Create a custom js file:

$ cd docs
$ mkdir scripts
$ cd scripts
$ touch site.js

Now in your site.js file:

$(document).ready( function () {
    $('table').DataTable();
});

Afer that, you should be able to see an interactive table in the catalog page.

With jQuery Datatables


GitLab Pages #

Create a GitLab repository under your personal space or a project group. The url will be something like https://gitlab.com/{username or project group name}/{repo name}.

Clone the repo you created and create the following items:

$ mkdir src
$ touch .gitlab-ci.yml

Place your MkDoc items (i.e. the doc-project folder) under src. See the following folder structure:

(root of the repo)
├── .gitlab-ci.yml
└── src
    └── doc-project

.gitlab-ci.yml #

The .gitlab-ci.yml is a GitLab-specific file. GitLab will read and run the steps in the file. We need to tell GitLab how to generate and deploy our static MkDocs website. In this file:

# In .gitlab-ci.yml...
image: python:3.8-buster ## MkDocs requies python.

pages:
  stage: deploy ## tell GitLab to deploy the website in this step.
  before_script:
    - pip install mkdocs ## install MkDocs.
    - pip install mkdocs-material ## install the theme.
  script:
    - cd ./src/doc-project
    - mkdocs build ## built the site.
    - mv site ../../public
  artifacts:
    paths:
    - public
  ## Uncomment the following section if you want to run this step under master branch only.
  # only:
  # - master 

So basically it tells GitLab to install the tools required under python 3.8 environment and deploy the website after the site is generated.

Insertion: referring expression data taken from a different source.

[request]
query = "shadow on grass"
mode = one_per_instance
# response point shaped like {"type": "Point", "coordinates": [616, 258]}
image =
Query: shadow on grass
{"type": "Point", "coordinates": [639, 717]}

Try to run the following command if you want to generate the site locally:

$ mkdocs build

The generated site is located under doc-project/site/ .

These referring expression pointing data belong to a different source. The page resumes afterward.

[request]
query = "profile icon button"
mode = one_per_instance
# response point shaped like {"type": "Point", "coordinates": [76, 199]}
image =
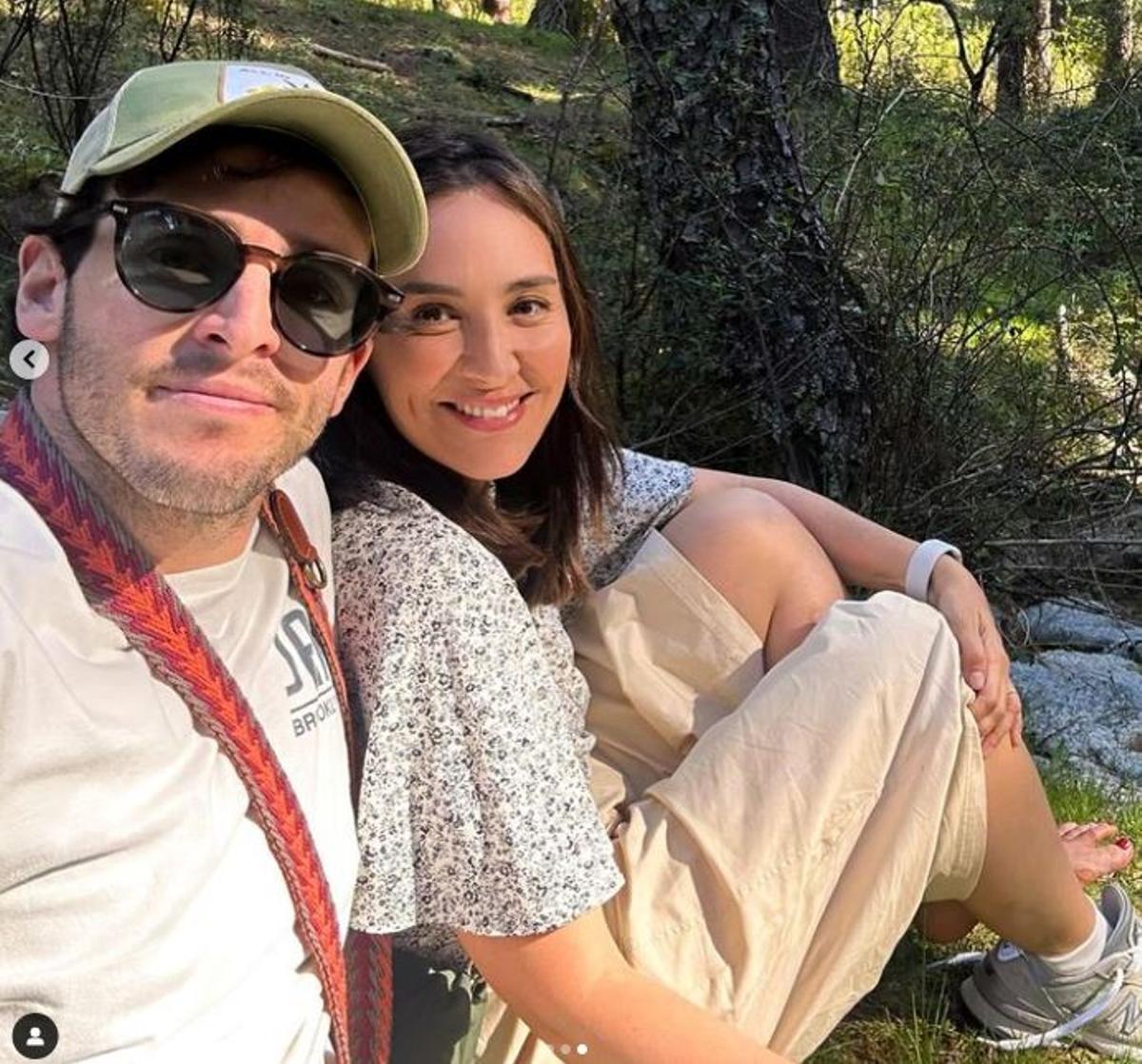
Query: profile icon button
{"type": "Point", "coordinates": [34, 1035]}
{"type": "Point", "coordinates": [29, 360]}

In order to display the website properly, you need to place the generated site under the public folder and let GitLab knows the artifact inside is the website you want to deploy.

Build and Deploy #

Push the code to GitLab and the site should build automatically. Check out the status of the build under CI/CD –> Pipelines.

CI/CD panel in GitLab

Check out your website now. The url is https://{username or project group name}.gitlab.io/{repo name}/.


Conclusion #

In this tutorial, we created a static site with custom theme, styles and js library by using MkDocs. After that, we set up a CI/CD pipeline on GitLab for building and deploying this static site to GitLab Pages.